#T-test
> prb<-read_csv("PRB2013.csv", col_names=T)
Parsed with column specification:
cols(
.default = col_double(),
Country = col_character(),
Continent = col_character(),
Region = col_character()
)
See spec(...) for full column specifications.
> names(prb)<-tolower(names(prb))
> prb_new<-prb%>% #we are creating a new dataframe called prb_new
+ mutate(Africa=ifelse(prb$continent=="Africa",yes= "Africa",no= "Not Africa")) # this new dataframe contains an additional dummy variable, Africa
> #summary statistics by group using group_by
> prb_new%>%
+ group_by(Africa)%>%
+ summarise(means=mean(tfr, na.rm=T), sds=sd(tfr, na.rm=T), n=n())
`summarise()` ungrouping output (override with `.groups` argument)
# A tibble: 2 x 4
Africa means sds n
<chr> <dbl> <dbl> <int>
1 Africa 4.61 1.42 55
2 Not Africa 2.25 0.889 153
> #significant t-test
> t.test(tfr~Africa, data=prb_new)
Welch Two Sample t-test
data: tfr by Africa
t = 11.559, df = 69.813, p-value < 2.2e-16
alternative hypothesis: true difference in means is not equal to 0
95 percent confidence interval:
1.954226 2.769268
sample estimates:
mean in group Africa mean in group Not Africa
4.612727 2.250980
> #Q1. The summary stats tell us: there are more 'NonAfrica' countries in the data than 'Africa'. 'Africa' observations have a much greater mean tfr than 'NonAfrica' observations.

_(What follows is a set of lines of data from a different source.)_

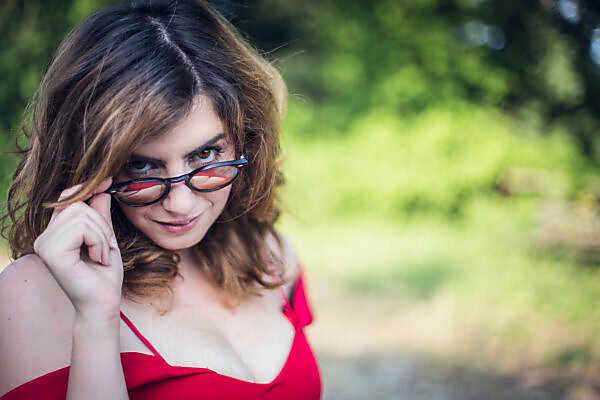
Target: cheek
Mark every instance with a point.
(134, 214)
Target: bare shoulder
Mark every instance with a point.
(284, 249)
(35, 322)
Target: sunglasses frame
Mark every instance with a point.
(113, 189)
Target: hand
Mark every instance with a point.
(81, 252)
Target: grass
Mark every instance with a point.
(428, 229)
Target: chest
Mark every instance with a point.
(250, 342)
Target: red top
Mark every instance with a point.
(150, 377)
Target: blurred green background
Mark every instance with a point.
(441, 161)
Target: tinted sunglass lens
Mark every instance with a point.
(140, 192)
(214, 178)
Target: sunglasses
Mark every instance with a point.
(146, 191)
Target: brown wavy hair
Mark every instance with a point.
(131, 73)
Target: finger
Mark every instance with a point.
(65, 194)
(100, 203)
(93, 230)
(77, 210)
(97, 247)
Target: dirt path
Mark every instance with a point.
(367, 352)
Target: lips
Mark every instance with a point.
(179, 226)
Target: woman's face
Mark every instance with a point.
(182, 218)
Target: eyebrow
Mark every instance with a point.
(212, 141)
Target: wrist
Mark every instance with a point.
(96, 323)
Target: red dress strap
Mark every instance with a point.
(140, 336)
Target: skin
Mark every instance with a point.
(74, 297)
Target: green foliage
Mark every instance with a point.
(435, 163)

The 'Africa' observations have a greater SD, this indicates tfr for Africa has higher distribution (i.e. wider range).
> #Q2. Based on the t-test results, we can conclude that the mean tfr are significantly different for the groups since the t-stat is 11.56 and df is high (69.8).
> prb_new2<-prb%>%
+ mutate(
+ Af_As=ifelse(prb$continent=="Africa","Africa",
+ ifelse(prb$continent=="Asia","Asia",NA))
+
+ )
> prb_new2 <-prb_new2 %>% na.omit(prb_new2$Af_As)
> prb_new2%>%
+ group_by(Af_As)%>%
+ summarise(means=mean(imr, na.rm=T), sds=sd(imr, na.rm=T), n=n())
`summarise()` ungrouping output (override with `.groups` argument)
# A tibble: 2 x 4
Af_As means sds n
<chr> <dbl> <dbl> <int>
1 Africa 63.6 25.2 40
2 Asia 29.0 21.9 22
> boxplot(prb_new2$imr~prb_new2$Af_As)
> t.test(imr~Af_As, data=prb_new2)
Welch Two Sample t-test
data: imr by Af_As
t = 5.6515, df = 48.856, p-value = 8.087e-07
alternative hypothesis: true difference in means is not equal to 0
95 percent confidence interval:
22.32233 46.95948
sample estimates:
mean in group Africa mean in group Asia
63.65000 29.00909
> #Q3.a The summary stats tell us: there are more African countries in the data than Asian. African countries have a much greater mean IMR than Asian countries. African countries have a slightly greater SD, indicating IMR for Africa has a somewhat greater distribution (i.e. wider range).
>
> #Q3.b The boxplots visually confirm that Africa has a greater mean (and median), and greater spread of the data. We can also see that data is right skewed for Asian countries.
>
> #Q3.cBased on the t-test results, we can conclude that the mean IMR are significantly different for the groups since the t-stat is 5.65 and df is 48.86.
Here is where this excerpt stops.